L'air (climat), l'eau, la terre et le feu (énergie), 4 éléments qui esquissent les principaux défis géopolitiques de l'humanité au XXIe siècle
L’air (climat), l’eau, la terre et le feu (énergie), 4 éléments qui esquissent les principaux défis géopolitiques de l’humanité au XXIe siècle

L’air

Selon cette métaphore, l’élément « air » désigne le climat. En effet, la question du réchauffement climatique se révèle absolument centrale pour le devenir de l’humanité. Organisée à Paris en décembre 2015, la COP21 a été l’occasion de réunir 195 États autour de cette thématique. Il en résulte l’accord de Paris qui oblige les pays à contenir l’augmentation de la température terrestre moyenne sous le seuil de 2°C voire de 1,5°C. Un enjeu majeur pour les populations du monde entier différemment affectées par le réchauffement climatique : désertification dans le Sahel, hausse du niveau des mers qui menace d’engloutir certaines îles (Maldives, Tuvalu, Grenade, Cuba) et bordures littorales (Pays-Bas, Birmanie), augmentation et intensification des catastrophes naturelles ou plus simplement pollution extrême de l’air due aux rejets de gaz nocifs dans l’atmosphère (Chine).

L’eau

L’accès des populations à l’eau douce devrait demeurer un problème crucial. De fait, le réchauffement climatique dérègle le cycle de l’eau. Il en résulte la désertification de certaines régions du monde et un accroissement des pluies diluviennes sur d’autres. La répartition chaotique des précipitations lance un défi aux Etats qui devront trouver des parades efficaces sur le long terme tant pour abreuver leur société que pour irriguer les cultures ou produire de l’hydroélectricité.

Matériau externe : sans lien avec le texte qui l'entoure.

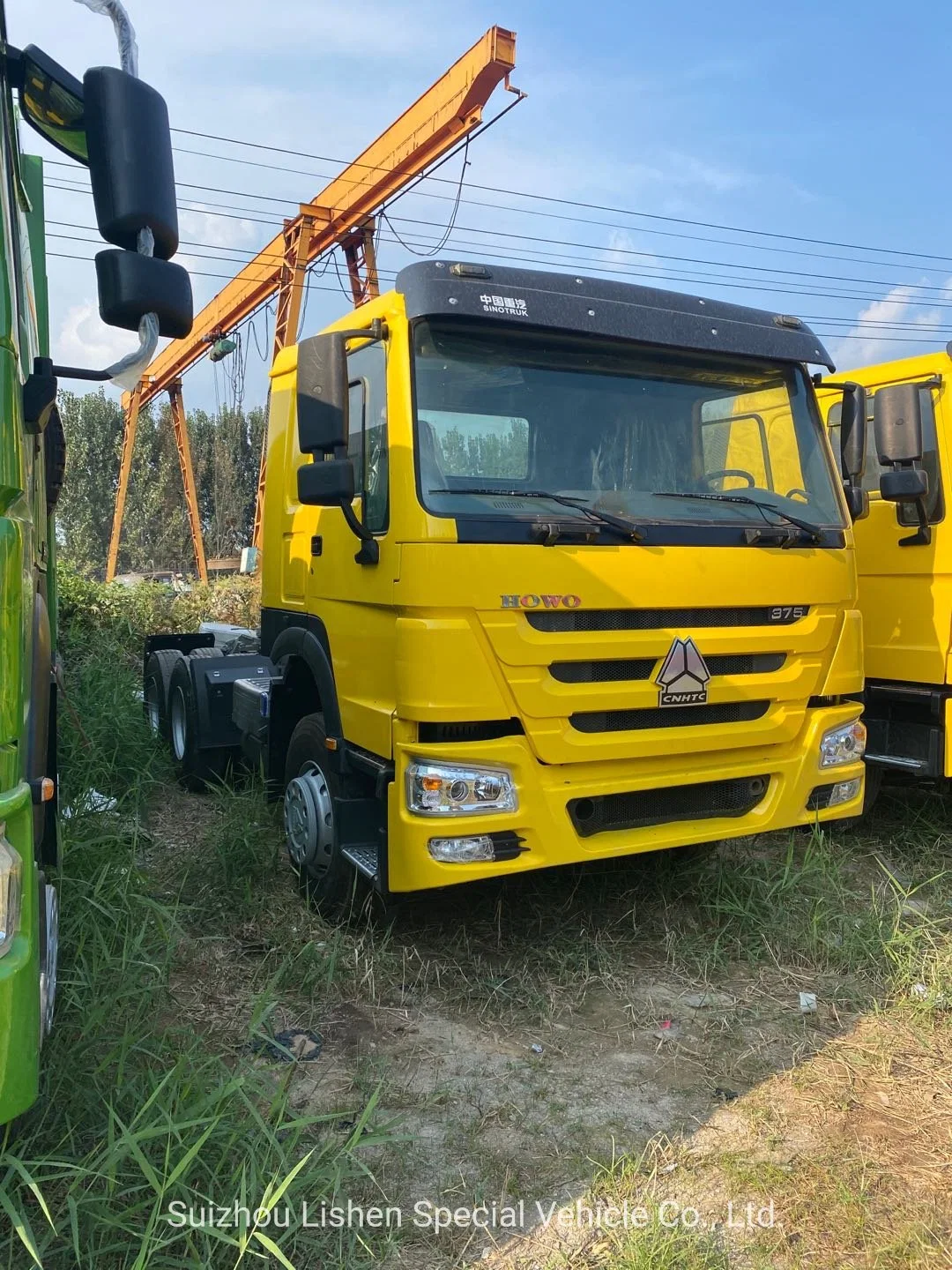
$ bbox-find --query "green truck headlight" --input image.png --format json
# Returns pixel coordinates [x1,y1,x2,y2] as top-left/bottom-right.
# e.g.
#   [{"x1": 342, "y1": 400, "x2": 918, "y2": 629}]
[
  {"x1": 820, "y1": 719, "x2": 866, "y2": 767},
  {"x1": 406, "y1": 759, "x2": 519, "y2": 815},
  {"x1": 0, "y1": 825, "x2": 23, "y2": 956}
]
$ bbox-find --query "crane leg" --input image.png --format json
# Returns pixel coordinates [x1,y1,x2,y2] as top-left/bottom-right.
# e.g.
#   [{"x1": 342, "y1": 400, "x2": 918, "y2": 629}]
[
  {"x1": 169, "y1": 380, "x2": 208, "y2": 582},
  {"x1": 106, "y1": 384, "x2": 142, "y2": 582}
]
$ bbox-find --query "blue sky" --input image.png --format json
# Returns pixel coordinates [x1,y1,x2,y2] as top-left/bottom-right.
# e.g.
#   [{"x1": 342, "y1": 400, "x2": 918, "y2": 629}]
[{"x1": 6, "y1": 0, "x2": 952, "y2": 407}]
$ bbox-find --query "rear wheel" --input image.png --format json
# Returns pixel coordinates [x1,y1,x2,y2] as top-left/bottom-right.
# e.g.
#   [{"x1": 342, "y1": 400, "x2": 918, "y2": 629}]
[
  {"x1": 285, "y1": 713, "x2": 361, "y2": 922},
  {"x1": 169, "y1": 656, "x2": 228, "y2": 791},
  {"x1": 142, "y1": 647, "x2": 182, "y2": 744}
]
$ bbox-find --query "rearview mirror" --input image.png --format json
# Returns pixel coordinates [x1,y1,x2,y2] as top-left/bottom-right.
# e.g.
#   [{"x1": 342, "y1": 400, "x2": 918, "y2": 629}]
[
  {"x1": 16, "y1": 44, "x2": 89, "y2": 164},
  {"x1": 874, "y1": 384, "x2": 932, "y2": 548},
  {"x1": 96, "y1": 248, "x2": 191, "y2": 339},
  {"x1": 83, "y1": 66, "x2": 179, "y2": 260},
  {"x1": 874, "y1": 384, "x2": 923, "y2": 467},
  {"x1": 297, "y1": 332, "x2": 353, "y2": 457},
  {"x1": 297, "y1": 459, "x2": 354, "y2": 507}
]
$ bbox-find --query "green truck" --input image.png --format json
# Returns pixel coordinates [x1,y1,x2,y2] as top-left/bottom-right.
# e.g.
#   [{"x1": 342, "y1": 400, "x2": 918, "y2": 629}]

Les progrès technologiques (usines de dessalement d’eau de mer) mais surtout un changement du mode de production (agriculture économe en eau) devront voir le jour car, sans cela, il faudra probablement gérer des migrants de la soif voire des conflits inter ou intra étatiques, dus en partie à la gestion de l’eau.

La terre

Maîtrise et convoitise des territoires sont traditionnellement au cœur des conflits entre les sociétés et constituent donc l’essence de la géopolitique. Néanmoins, du fait de l’accroissement de la population mondiale (7 milliards d’habitants aujourd’hui, potentiellement 9 milliards en 2050) et de l’augmentation de la consommation des ménages des pays émergents et en développement, la sécurité alimentaire devrait devenir l’un des défis majeurs de l’humanité. Selon la FAO, la demande en nourriture, aliments pour le bétail et fibres textiles devrait bondir de 60 % d’ici 2050. Or, cette préoccupation alimente ce que l’on appelle le land grabbing (accaparement des terres). Des fonds d’investissement privés ainsi que des Etats achètent ou louent des terres étrangères. Ainsi entre 2000 et 2016, environ 1 200 contrats de ce type ont été signés pour une superficie de terres achetées (ou louées) d’environ 430 000 km2, soit les superficies de l’Allemagne, de la Belgique et des Pays-Bays cumulées. Les pays les plus touchés se trouvent principalement en Afrique (Soudan, RDC, Tanzanie) mais aussi l’Ukraine par exemple. Sachant que seulement 9 % des terres concernées par le land grabbing sont exclusivement réservées à l’alimentation, des tensions sont à prévoir sur ces terres convoitées desquelles les paysans locaux sont le plus souvent expropriés. En outre, l’accès aux métaux stratégiques et donc aux terrains les contenant deviendra une préoccupation centrale pour les grandes puissances de demain.

Le feu

Enfin, le feu symbolise ici l’énergie. Les hydrocarbures (pétrole et gaz) demeureront des matières premières convoitées. En effet, les réseaux d’oléoducs et de gazoducs sont au fondement de ce que l’on appelle la « géopolitique des tubes ». L’augmentation de la demande énergétique devrait logiquement accentuer la pression sur des ressources en voie de raréfaction. Dans ce contexte, la transition énergétique – c’est-à-dire le passage d’une économie fondée principalement sur des énergies fossiles, grosses émettrices de gaz à effet de serre, à un modèle centré sur les énergies renouvelables – devient le nouvel horizon des politiques énergétiques progressistes. Cependant, la lutte contre le réchauffement climatique et donc le nécessaire besoin de diminution des rejets carbonés ne doivent pas masquer une réalité environnementale plus globale. En effet, les énergies alternatives comme le solaire et l’éolien sont fortement consommatrices de métaux rares. Ainsi, le risque serait de remplacer les puits de pétrole par des milliers de mines polluantes afin d’extraire les métaux stratégiques comme le néodyme et le dysprosium (éolien) ou encore le germanium et l’indium (solaire). N’oublions jamais que la préservation de l’environnement ne se réduit pas à la lutte contre le réchauffement climatique.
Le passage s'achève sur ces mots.